In [1]:
import json
import pickle
import time
from datetime import datetime, timedelta
from itertools import product

import numpy as np
import seaborn as sns
import torch
import torch.nn as nn
import joblib
import os

import matplotlib.pyplot as plt
from tqdm import tqdm

# Local modules
import modularised_utils as mut
import opt_utils as oput
import evaluation_utils as evut
import Linear_Additive_Noise_Models as lanm
import operations as ops
import params

np.random.seed(0)



In [2]:
experiment       = 'synth1'
#abduction       = False
coeff_estimation = False

num_llsamples, num_hlsamples  = params.n_samples[experiment]

In [3]:
Dll_obs  = mut.load_samples(experiment)[None][0] 
Gll, Ill = mut.load_model(experiment, 'LL')
l        = len(Gll.nodes())

Dhl_obs  = mut.load_samples(experiment)[None][1] 
Ghl, Ihl = mut.load_model(experiment, 'HL')
h        = len(Ghl.nodes())

omega    = mut.load_omega_map(experiment)

In [4]:
if coeff_estimation == True:
    ll_coeffs = mut.get_coefficients(Dll_obs, Gll)
    hl_coeffs = mut.get_coefficients(Dhl_obs, Ghl) 
else:
    ll_coeffs = mut.load_coeffs(experiment, 'LL')
    hl_coeffs = mut.load_coeffs(experiment, 'HL')

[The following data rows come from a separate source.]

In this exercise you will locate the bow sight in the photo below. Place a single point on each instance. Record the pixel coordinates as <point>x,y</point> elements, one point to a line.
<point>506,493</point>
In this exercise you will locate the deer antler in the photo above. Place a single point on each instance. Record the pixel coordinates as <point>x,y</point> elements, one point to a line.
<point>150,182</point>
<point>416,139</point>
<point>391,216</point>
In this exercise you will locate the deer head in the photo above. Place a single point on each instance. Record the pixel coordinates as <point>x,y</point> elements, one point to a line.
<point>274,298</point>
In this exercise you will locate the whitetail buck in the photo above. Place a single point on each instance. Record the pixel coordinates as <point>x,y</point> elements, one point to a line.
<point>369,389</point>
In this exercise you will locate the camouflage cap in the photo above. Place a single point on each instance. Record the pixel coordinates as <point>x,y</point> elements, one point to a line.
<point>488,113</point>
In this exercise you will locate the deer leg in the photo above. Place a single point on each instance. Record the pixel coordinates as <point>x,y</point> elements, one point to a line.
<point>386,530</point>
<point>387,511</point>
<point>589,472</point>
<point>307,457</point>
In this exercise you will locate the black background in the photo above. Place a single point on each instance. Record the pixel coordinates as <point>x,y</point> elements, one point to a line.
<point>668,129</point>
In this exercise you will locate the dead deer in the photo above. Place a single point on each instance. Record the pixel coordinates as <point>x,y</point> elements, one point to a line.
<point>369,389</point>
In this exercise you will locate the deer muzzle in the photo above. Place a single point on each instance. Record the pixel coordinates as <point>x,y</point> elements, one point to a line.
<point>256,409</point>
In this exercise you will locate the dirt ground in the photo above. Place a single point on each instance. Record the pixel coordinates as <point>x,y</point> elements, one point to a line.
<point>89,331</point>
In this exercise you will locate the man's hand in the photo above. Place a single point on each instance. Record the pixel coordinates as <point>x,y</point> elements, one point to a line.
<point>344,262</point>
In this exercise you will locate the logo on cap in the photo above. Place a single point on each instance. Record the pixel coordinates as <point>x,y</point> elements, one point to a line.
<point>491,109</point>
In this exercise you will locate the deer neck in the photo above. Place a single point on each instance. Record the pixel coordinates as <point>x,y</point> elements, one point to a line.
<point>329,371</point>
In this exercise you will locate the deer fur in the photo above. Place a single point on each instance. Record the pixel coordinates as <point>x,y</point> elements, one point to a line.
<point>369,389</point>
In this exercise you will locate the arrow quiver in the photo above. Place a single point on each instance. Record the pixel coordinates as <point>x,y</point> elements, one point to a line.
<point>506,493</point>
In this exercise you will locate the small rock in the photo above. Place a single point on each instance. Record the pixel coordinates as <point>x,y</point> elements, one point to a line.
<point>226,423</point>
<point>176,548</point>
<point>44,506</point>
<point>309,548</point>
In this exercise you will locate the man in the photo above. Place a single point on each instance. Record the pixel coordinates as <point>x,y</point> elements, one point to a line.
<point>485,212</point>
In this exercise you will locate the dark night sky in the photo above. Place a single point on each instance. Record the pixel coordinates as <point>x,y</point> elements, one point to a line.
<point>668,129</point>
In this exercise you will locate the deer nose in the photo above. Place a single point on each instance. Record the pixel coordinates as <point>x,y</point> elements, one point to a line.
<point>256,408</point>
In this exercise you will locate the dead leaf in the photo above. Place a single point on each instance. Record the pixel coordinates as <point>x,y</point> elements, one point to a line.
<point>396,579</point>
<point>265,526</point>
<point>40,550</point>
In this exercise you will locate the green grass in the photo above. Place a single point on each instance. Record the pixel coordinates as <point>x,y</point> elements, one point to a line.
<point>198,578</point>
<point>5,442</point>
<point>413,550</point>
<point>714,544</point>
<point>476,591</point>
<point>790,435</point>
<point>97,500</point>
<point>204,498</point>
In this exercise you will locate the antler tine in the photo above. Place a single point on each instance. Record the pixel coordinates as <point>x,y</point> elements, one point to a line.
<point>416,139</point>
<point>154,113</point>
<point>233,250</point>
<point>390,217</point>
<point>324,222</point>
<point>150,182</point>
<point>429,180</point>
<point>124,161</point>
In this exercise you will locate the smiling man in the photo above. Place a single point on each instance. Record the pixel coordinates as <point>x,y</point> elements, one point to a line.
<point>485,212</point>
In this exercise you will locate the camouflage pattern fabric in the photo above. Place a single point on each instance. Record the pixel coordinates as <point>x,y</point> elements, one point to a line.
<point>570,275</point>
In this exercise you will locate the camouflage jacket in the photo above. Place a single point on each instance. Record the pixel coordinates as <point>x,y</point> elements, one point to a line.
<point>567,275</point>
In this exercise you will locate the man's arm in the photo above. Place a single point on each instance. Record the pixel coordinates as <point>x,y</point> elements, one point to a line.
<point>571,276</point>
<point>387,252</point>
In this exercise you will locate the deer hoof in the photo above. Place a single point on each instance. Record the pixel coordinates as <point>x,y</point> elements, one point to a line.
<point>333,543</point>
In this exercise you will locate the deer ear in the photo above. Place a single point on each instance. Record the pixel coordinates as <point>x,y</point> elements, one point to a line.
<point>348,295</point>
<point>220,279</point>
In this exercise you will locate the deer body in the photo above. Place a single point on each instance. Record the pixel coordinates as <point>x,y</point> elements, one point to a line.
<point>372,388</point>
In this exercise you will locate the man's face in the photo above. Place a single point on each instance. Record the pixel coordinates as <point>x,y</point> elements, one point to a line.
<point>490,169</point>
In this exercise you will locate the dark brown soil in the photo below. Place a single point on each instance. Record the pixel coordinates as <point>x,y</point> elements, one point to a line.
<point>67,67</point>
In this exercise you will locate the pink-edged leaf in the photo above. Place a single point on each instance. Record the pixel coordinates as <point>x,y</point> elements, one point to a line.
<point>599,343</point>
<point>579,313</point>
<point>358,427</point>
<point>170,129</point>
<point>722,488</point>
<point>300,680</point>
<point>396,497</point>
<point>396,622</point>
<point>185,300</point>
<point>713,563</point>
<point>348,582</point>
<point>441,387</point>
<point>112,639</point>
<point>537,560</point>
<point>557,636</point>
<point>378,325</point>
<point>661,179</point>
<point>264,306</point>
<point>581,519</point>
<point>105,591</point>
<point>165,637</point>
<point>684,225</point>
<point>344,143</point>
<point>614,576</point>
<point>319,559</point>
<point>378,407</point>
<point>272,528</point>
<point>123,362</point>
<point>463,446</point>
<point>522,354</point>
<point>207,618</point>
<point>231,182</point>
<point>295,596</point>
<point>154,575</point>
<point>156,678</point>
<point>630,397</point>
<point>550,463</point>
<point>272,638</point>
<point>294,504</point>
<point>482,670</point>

U_ll_hat, mu_U_ll_hat, Sigma_U_ll_hat = mut.lan_abduction(Dll_obs, Gll, ll_coeffs)
U_hl_hat, mu_U_hl_hat, Sigma_U_hl_hat = mut.lan_abduction(Dhl_obs, Ghl, hl_coeffs)
# if abduction == True:
#     U_ll_hat, mu_U_ll_hat, Sigma_U_ll_hat = mut.lan_abduction(Dll_obs, Gll, ll_coeffs)
#     U_hl_hat, mu_U_hl_hat, Sigma_U_hl_hat = mut.lan_abduction(Dhl_obs, Ghl, hl_coeffs)
# else:
#     U_ll_hat, mu_U_ll_hat, Sigma_U_ll_hat = mut.load_exogenous(experiment, 'LL')
#     U_hl_hat, mu_U_hl_hat, Sigma_U_hl_hat = mut.load_exogenous(experiment, 'HL')

In [5]:
LLmodels = {}
for iota in Ill:
    LLmodels[iota] = lanm.LinearAddSCM(Gll, ll_coeffs, iota)
    
HLmodels, Dhl_samples = {}, {}
for eta in Ihl:
    HLmodels[eta] = lanm.LinearAddSCM(Ghl, hl_coeffs, eta)

In [6]:
L_matrices = oput.compute_struc_matrices(LLmodels, Ill)
H_matrices = oput.compute_struc_matrices(HLmodels, Ihl)

In [7]:
# ll_loc = params.loc[experiment][0]
# ll_scale = params.scale[experiment][0]
# hl_loc = params.loc[experiment][1]
# hl_scale = params.scale[experiment][1]
# lenv = ops.MultivariateLaplace(ll_loc, ll_scale) #LIGHT TAILS??????
# henv = ops.MultivariateLaplace(hl_loc, hl_scale)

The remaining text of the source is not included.